Dal Ticino a Berna, passando per il Vallese, sono moltissime le manifestazioni e i luoghi legati alla botanica e al giardinaggio che meritano una visita. La selezione della redazione.

Isole di Brissago



Riaperte da fine marzo, le famose isole si possono raggiungere in battello da Brissago, Ascona o Locarno. La baronessa Antoinette de St. Léger vi ospitò fino alla sua rovina finanziaria personalità come James Joyce, Giovanni Segantini e altri nomi di spicco del bel mondo, costringendo il suo ricco consorte a fare le valigie. Attorno alla sontuosa villa del barone Max Emden, la più grande delle due isole ospita un parco la cui flora rappresenta un’incredibile ricchezza botanica. Qui, nel clima particolarmente mite che caratterizza le isole, crescono circa 1.700 varietà di piante mediterranee e subtropicali, tra azalee, palme, yucca, acacie e l’agave, famoso per le sue rare fioriture. Un paradiso che, malgrado la calca che a volte si forma, offre una splendida esperienza nel bel mezzo del Lago Maggiore.

Parco San Grato, Carona

Il 13 e 14 maggio, dalle 10 alle 18, i bonsai saranno i protagonisti dei festeggiamenti per il 60esimo del Parco San Grato di Carona (occasione per cui sono previste manifestazioni dal 6 maggio al 21 ottobre).

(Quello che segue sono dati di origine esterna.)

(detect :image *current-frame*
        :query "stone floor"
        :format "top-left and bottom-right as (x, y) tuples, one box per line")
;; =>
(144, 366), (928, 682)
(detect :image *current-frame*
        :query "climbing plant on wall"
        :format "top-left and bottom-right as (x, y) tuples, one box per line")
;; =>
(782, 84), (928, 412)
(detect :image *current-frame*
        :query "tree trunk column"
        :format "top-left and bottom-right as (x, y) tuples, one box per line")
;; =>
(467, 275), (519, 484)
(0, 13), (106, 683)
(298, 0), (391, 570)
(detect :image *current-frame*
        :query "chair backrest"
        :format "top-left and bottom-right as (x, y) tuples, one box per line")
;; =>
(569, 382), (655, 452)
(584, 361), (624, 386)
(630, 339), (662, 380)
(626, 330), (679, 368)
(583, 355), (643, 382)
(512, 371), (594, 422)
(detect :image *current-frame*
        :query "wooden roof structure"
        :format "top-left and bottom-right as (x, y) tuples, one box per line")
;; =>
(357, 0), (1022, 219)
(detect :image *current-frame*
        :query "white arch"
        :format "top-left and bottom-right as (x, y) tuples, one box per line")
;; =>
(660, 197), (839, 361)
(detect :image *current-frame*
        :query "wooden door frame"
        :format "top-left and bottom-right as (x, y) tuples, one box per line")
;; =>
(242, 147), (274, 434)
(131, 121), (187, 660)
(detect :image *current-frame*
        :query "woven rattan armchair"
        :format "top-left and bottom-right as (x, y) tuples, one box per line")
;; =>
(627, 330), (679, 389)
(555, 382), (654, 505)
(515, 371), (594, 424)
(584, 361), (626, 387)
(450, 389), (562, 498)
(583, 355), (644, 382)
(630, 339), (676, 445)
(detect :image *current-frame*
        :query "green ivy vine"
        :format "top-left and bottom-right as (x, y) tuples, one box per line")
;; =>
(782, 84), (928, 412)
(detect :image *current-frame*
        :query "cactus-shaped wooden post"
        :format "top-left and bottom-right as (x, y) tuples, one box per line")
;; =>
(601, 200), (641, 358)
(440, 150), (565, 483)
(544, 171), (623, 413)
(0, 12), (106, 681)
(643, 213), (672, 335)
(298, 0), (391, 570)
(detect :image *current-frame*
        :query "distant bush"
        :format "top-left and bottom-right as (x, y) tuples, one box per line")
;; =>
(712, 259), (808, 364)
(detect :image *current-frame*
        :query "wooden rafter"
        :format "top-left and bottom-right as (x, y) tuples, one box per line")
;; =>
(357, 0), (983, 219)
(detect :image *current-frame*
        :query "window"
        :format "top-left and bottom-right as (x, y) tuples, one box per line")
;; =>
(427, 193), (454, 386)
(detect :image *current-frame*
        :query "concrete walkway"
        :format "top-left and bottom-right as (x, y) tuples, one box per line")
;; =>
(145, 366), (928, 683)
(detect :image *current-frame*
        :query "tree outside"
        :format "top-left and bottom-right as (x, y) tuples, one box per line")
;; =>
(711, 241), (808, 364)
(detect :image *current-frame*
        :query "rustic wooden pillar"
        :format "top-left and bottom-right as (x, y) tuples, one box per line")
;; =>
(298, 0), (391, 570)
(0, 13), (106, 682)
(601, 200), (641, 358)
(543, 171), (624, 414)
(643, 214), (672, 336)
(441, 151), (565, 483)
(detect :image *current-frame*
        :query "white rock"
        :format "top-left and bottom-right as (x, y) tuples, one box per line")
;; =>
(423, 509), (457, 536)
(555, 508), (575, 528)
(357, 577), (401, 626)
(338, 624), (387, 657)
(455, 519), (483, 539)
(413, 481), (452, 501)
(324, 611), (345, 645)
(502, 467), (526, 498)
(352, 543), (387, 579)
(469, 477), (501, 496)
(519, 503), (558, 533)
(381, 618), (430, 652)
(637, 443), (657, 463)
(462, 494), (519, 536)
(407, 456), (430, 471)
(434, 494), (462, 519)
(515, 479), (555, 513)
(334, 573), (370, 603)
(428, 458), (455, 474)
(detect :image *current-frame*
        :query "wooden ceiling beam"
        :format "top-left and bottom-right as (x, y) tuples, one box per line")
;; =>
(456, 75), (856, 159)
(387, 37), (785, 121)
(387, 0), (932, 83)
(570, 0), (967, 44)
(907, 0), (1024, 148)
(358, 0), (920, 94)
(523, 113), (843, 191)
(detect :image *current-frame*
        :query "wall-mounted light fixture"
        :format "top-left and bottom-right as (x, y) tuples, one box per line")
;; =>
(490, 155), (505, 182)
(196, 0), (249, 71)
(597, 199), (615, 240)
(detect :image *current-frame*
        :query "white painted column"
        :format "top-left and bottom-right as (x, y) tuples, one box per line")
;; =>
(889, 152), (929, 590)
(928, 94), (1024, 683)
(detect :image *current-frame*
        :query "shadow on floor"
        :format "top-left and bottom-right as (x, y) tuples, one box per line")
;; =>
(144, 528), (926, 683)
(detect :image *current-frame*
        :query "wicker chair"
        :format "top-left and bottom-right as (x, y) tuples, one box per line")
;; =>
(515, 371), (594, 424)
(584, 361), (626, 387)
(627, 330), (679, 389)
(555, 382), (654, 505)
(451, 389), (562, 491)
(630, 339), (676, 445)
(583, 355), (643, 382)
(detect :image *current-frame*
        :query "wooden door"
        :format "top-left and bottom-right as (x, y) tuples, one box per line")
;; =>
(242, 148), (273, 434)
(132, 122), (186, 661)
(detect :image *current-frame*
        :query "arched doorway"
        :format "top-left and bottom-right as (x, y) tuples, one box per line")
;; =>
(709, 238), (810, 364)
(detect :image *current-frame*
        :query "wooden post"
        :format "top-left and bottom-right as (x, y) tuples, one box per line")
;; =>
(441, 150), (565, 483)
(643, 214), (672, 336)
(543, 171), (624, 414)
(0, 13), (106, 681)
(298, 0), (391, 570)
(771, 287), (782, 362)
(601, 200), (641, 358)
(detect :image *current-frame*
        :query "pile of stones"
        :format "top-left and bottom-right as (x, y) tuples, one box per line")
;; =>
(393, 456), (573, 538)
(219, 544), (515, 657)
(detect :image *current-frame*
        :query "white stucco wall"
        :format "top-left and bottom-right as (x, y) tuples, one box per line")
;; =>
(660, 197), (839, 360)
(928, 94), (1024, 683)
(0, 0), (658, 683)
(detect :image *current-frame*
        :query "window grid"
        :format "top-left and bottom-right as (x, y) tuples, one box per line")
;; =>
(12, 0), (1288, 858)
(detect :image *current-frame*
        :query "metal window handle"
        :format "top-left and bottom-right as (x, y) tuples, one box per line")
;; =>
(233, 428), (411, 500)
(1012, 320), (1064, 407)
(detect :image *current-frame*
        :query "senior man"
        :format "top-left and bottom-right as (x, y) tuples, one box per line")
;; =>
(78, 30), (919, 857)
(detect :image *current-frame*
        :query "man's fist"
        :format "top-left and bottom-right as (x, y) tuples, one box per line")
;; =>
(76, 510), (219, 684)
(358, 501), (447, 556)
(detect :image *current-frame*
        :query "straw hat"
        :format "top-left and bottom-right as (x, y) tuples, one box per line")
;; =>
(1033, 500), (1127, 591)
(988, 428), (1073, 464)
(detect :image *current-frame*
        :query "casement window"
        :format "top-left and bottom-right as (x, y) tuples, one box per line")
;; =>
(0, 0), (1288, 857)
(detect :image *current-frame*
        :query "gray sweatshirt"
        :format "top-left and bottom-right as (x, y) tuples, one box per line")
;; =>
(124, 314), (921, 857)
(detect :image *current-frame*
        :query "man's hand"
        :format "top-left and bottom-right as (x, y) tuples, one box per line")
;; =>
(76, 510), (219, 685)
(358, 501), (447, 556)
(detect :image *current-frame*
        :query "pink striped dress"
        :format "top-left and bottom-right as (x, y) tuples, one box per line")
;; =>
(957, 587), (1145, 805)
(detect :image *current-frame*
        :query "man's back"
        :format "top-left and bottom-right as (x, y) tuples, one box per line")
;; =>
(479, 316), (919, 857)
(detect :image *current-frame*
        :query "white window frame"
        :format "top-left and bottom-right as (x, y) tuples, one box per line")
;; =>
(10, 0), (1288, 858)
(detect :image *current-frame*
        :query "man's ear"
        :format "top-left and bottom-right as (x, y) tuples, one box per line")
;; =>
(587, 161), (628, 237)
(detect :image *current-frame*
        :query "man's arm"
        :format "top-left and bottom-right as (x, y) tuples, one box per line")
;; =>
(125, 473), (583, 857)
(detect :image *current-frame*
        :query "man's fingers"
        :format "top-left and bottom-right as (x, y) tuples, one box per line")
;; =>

Spazi espositivi nello stile dei tokonoma (che nello stile tradizionale giapponese sono aree dedicate all’apprezzamento artistico nelle stanze per il ricevimento degli ospiti), accoglieranno, fra altri, bonsai delle specie presenti nei nostri boschi, come pini e faggi. Diversi esperti, fra cui quelli del Bonsai Club Ticino, saranno a disposizione del pubblico e proporranno dimostrazioni. Accanto all’esposizione vi sarà anche un mercatino. L’entrata sarà libera.

Giardino botanico, Berna

«Giardino cimatico. Il mondo vegetale del nostro futuro»: è il titolo dell’esperimento presentato  questa primavera al Giardino botanico di Berna. Qui, infatti, i visitatori possono osservare come le piante ornamentali o da reddito reagiscono al cambiamento climatico. Quello che ogni proprietario di giardino aveva già intuito da tempo qui diventa lampante: la crescente aridità e l’aumento delle temperature si ripercuotono sulle piante.
Il 18 e il 21 maggio, il giardino sarà aperto già alle prime ore del mattino per delle visite ornitologiche guidate. Sî potrà così ammirare l’incredibile ricchezza e varietà del mondo degli uccelli direttamente nel bel mezzo della città.

Flore-Alpe, Champex-Lac

Situato ai piedi del Catogne, a 1.500 metri di altezza, questo giardino botanico alpino ospita quasi 4.000 differenti specie di piante su una superficie di oltre 6.000 metri quadrati. Flore-Alpe è uno dei giardini botanici più ricchi e più prestigiosi delle Alpi: nel parco vallesano sono infatti presenti sia specie appartenenti alla flora locale sia specie delle regioni limitrofe e dei massici montagnosi di tutto il globo. Il giardino botanico parteciperà alla Festa della natura e alla Giornata internazionale dei musei in programma il prossimo 21 maggio. Dal 17 giugno al 16 luglio parteciperà anche a Botanica – un’iniziativa dei giardini botanici svizzeri. Su richiesta organizza pure visite guidate.

Al castello di Prangins

Al Château de Prangins (VD), sede romanda del Museo nazionale svizzero, situato sulla riva del lago di Ginevra, è possibile visitare in tutte le stagioni uno dei più grandi orti all’antica del nostro paese. Il suo  assortimento conta numerose vecchie varietà di legumi, frutta e fiori. Due innovazioni permettono a grandi e piccini di riscoprire le piante coltivate al castello vodese: un centro di interpretazione allestito nella dipendenza attigua al giardino e un’audioguida in più lingue.